Morreu. Tenho pena que assim seja mas nada posso fazer para contrariar um acontecimento tão triste como a morte.
A tia Delerina enviuvou dias (ou semanas, não sei ao certo) antes de eu nascer, tinha quarenta anos. Depois lutou, labutou. Tinha apenas uma filha mas lutou e labutou. Arranjou marido, que tenha feito parte da grande peleja é que não sei mas arranjou um marido, de seu nome António Chora, o que naquele tempo era visto como um descalabro.
O meu tio emprestado era tímido e distante, manifestava-se pouco e não se misturava com ninguém, se calhar devido ao 'descalabro'. A minha mãe dizia-me para cumprimentar o tio e eu cumprimentava na bochecha, naquele sitiozinho da cara dos homens onde não há barba, mas nunca consegui vê-lo como meu tio como via outros meus tios emprestados: o ti Chico João que fazia anos no mesmo dia que eu, ou o ti Chico Mestre sempre tão sossegado.

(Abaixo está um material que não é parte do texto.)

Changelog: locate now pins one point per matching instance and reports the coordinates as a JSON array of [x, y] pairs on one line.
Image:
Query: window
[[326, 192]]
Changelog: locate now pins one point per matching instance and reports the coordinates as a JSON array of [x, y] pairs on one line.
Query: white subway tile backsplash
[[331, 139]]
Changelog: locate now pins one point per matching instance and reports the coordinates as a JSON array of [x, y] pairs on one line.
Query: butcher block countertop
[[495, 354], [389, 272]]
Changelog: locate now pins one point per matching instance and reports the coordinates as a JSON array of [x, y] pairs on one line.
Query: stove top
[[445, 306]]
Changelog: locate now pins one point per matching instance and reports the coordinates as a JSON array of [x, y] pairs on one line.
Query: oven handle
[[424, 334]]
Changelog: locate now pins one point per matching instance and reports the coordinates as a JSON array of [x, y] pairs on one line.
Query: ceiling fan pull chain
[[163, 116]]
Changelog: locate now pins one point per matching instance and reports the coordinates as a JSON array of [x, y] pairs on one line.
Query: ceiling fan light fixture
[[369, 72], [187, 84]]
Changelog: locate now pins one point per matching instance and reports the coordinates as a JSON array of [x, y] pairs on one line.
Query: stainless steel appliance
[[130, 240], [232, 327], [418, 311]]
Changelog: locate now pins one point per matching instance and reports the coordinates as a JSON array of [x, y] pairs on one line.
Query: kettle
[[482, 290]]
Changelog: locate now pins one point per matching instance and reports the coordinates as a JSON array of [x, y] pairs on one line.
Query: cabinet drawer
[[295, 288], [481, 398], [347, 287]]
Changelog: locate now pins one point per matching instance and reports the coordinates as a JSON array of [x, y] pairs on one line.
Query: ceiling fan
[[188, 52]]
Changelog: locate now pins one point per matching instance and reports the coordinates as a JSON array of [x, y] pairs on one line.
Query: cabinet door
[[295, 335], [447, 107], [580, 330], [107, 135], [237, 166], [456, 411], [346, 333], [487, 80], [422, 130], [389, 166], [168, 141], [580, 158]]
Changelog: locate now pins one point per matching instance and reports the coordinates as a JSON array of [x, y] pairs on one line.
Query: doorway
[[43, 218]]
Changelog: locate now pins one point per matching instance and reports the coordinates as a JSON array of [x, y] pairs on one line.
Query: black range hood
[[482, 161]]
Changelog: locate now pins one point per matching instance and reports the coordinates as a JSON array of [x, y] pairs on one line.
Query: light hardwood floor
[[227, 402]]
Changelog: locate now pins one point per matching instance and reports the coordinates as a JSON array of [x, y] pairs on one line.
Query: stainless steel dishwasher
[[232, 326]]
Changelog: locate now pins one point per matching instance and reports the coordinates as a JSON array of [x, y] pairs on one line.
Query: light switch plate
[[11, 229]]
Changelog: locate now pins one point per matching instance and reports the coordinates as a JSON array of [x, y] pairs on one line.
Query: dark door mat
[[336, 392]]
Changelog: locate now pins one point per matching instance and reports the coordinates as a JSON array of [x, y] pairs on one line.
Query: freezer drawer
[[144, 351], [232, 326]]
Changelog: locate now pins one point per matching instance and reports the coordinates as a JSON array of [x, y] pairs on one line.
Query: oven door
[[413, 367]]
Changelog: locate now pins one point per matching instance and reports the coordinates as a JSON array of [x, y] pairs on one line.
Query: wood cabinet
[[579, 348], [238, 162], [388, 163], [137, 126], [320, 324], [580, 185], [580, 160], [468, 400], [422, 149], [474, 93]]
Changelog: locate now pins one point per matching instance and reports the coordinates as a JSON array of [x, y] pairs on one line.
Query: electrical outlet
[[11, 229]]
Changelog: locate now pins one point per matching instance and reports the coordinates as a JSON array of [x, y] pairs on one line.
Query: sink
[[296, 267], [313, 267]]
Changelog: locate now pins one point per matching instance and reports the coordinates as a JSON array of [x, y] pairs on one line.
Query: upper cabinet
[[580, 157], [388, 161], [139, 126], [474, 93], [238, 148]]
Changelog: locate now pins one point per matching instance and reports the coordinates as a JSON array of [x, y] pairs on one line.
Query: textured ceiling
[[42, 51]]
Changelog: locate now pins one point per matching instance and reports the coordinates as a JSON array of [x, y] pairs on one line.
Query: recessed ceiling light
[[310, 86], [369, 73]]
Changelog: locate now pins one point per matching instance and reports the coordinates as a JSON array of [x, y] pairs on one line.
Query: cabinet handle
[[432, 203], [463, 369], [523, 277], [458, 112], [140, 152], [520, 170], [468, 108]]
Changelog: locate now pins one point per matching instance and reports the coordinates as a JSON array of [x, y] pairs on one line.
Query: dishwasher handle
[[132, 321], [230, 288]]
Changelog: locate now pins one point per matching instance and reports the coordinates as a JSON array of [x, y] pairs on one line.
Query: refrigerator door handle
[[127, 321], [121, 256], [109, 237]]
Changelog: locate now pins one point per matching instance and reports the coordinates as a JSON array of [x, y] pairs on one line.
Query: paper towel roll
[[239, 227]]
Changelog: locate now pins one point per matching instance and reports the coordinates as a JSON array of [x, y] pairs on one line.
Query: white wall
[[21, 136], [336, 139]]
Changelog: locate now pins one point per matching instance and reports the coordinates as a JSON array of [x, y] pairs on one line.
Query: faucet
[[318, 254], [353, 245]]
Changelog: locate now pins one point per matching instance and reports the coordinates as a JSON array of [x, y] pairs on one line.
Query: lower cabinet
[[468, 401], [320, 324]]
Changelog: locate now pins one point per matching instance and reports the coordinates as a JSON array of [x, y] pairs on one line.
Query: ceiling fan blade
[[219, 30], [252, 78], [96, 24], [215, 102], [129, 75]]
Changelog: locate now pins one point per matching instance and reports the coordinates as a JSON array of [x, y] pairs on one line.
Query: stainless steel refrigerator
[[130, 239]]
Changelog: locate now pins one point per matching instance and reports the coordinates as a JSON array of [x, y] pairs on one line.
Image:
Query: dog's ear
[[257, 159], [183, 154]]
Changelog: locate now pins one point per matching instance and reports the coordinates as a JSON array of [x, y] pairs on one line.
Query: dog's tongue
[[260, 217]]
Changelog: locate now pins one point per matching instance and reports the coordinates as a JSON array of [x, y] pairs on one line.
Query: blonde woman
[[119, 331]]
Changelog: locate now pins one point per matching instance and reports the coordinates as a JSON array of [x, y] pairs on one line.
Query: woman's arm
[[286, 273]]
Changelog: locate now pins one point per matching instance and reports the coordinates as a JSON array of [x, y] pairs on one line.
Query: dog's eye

Também os cumprimentava na bochecha onde não havia barba mas esses sentia-os como meus tios.
Voltando à minha tia: fazia queijos e ganhava prémios, sei que ganhou alguns prémios confeccionando o queijo de Serpa. Nesse tempo, o das vacas gordas, a minha tia usava ouro com fartura. Dedos, pescoço, pulsos, tudo cintilava. Era moda, era assim e não era nenhum descalabro...
Eu gostava muito de ir à da ti Delerina. Mesmo sendo em pleno Baixo Alentejo, a casa dela era tipo algarvia, tinha um terraço no telhado. Tinha bonecas em todas as divisões da casa que tinham sido, ou não, da minha prima. Olhava-as cheia de desejo de lhes tocar mas nem me atrevia a pedir porque o 'não' era o que tinha como mais certo.
E foi assim. Ao momento é o que recordo da minha tia Delerina. Quando soube que ela morreu deitei algumas lágrimas porque gostava dela, era a tia mais engraçada que eu tinha. Não foram lágrimas de dor pela separação física porque não costumo estar perto dela, foram lágrimas de uma dor que sinto sempre que morre alguém que está na minha memória, que é bem lembrada e bom lembrar.